There are two version of the Promise. The new one (first), and the original (second). Each member may choose which one they would like to make when joining.

On my honour, I promise
To do my best,
To be true to my spiritual beliefs,
To contribute to my community and our world,
To help other people,
And to live by the Scout Law.

or

On my honour
I promise that I will do my best
To do my duty to my God, and
To the King of Australia,
To help other people,
And to live by the Scout Law.

Scout Law

Although Joey Scouts still use the same Scout Law, due to their age, they usually just focus on the three headings.

Be Respectful:
Be friendly and considerate
Care for others and the environment

Do What is Right:
Be trustworthy, honest and fair
Use resources wisely

Believe in Myself:
Learn from my experiences
Face challenges with courage

Badgework

Milestones
There are three levels of Milestones - Milestone 1, Milestone 2, & Milestone 3. Each Milestone is obtained by completing a set number of participates, assists, and leads of activities, as well as a personal reflection. As a general guideline, Joey Scouts complete Milestone 1 by five years of age, Milestone 2 by six years of age, and Milestone 3 by seven years of age. Milestone badges are worn on the right front panel of the uniform.
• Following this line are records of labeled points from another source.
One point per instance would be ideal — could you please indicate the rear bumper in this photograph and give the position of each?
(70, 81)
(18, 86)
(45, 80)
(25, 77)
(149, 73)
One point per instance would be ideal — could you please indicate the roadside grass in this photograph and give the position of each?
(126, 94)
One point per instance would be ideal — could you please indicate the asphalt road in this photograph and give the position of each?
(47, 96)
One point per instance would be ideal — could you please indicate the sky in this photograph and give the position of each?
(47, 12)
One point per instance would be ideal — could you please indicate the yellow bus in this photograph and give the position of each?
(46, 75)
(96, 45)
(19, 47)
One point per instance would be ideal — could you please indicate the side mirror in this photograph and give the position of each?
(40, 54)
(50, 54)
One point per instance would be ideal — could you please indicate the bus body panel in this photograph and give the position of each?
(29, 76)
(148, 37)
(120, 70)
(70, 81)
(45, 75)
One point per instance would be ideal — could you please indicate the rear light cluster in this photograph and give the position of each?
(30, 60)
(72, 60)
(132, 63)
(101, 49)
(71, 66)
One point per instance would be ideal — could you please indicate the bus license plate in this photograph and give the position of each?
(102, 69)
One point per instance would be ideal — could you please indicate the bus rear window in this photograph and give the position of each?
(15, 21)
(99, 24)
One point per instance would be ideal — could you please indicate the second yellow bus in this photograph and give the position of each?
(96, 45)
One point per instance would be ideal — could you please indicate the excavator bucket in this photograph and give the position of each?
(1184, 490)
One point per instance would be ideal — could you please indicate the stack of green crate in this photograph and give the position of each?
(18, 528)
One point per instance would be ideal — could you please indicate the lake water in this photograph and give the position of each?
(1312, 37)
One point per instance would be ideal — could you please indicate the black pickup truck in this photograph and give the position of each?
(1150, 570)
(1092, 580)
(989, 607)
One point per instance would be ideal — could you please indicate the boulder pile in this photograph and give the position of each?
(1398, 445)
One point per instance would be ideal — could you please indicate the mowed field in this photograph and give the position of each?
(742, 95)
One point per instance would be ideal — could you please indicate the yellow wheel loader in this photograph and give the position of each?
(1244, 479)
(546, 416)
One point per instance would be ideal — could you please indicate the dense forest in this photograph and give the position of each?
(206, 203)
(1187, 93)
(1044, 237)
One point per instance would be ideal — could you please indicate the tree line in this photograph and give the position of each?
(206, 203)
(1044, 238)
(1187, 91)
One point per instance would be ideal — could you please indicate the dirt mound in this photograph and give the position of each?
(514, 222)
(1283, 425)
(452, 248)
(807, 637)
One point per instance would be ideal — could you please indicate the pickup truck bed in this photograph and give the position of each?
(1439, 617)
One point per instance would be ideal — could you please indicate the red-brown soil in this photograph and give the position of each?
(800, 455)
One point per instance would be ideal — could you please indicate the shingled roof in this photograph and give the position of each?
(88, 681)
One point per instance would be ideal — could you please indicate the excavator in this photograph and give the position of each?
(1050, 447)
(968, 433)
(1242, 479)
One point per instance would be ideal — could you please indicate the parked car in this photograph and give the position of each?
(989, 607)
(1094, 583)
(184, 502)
Special Interest Areas (SIA) 
There are six Special Interest Areas - Adventure & Sport, Arts & Literature, Creating a Better World, Environment, Growth & Development, and STEM & Innovation. Joeys must complete six SIA projects across at least two different Areas. Each project must take a minimum of two hours to complete. Projects are fully planned, executed, and reviewed by the Joeys, albeit with more supervision from Adult Leaders than other sections . Projects may be completed as individuals, or in project patrols. SIA badges are worn in the middle of the left sleeve of the uniform.

Outdoor Adventure Skills (OAS) 
There are two types of Outdoor Adventure Skills. Core and Specialist. Core OAS include Bushcraft, Bushwalking, and Camping while Specialist OAS are split into terrafirma: Alpine, Cycling, and Vertical - and water-based: Aquatics, Boating, and Paddling. Each discipline has 9 Stages to be completed throughout a youth member's entire Scouting Journey (from Joey Scouts to Rover Scouts). Some disciplines split into even more specialist streams once they reach a certain Stage. Joey Scouts must reach Stage 1 in all Core Disciplines, and may complete some Specialist Stages, although not required. OAS badges are worn at the bottom of the left sleeve of the uniform.

Peak Award
Sometimes referred to as the Joey Scout Challenge Award, the Peak Award is the highest level badge a Joey Scout can earn, and is akin to the Grey Wolf Award for Cubs, the Australian Scout Award for Scouts, the Queen Scout Award for Venturers, and the Baden Powell Scout Award for Rovers.

To earn the Peak Award, a Joey must earn the Introduction to Scouting, the Introduction to Section, Milestone 3, complete the six SIA projects, meet the OAS requirements of obtaining Stage 1 in the Core Disciplines, as well as lead a three hour Adventurous Journey (hike), and do a personal reflection of their journey in the Joey Section.

The badge consists of a white outline of a kangaroo's head on a plain navy blue diamond-shaped badge with tawny edging, and is placed at the top of the left sleeve of the uniform. Once earned, a Scout may wear the badge for the rest of their Scouting Journey, even into other sections.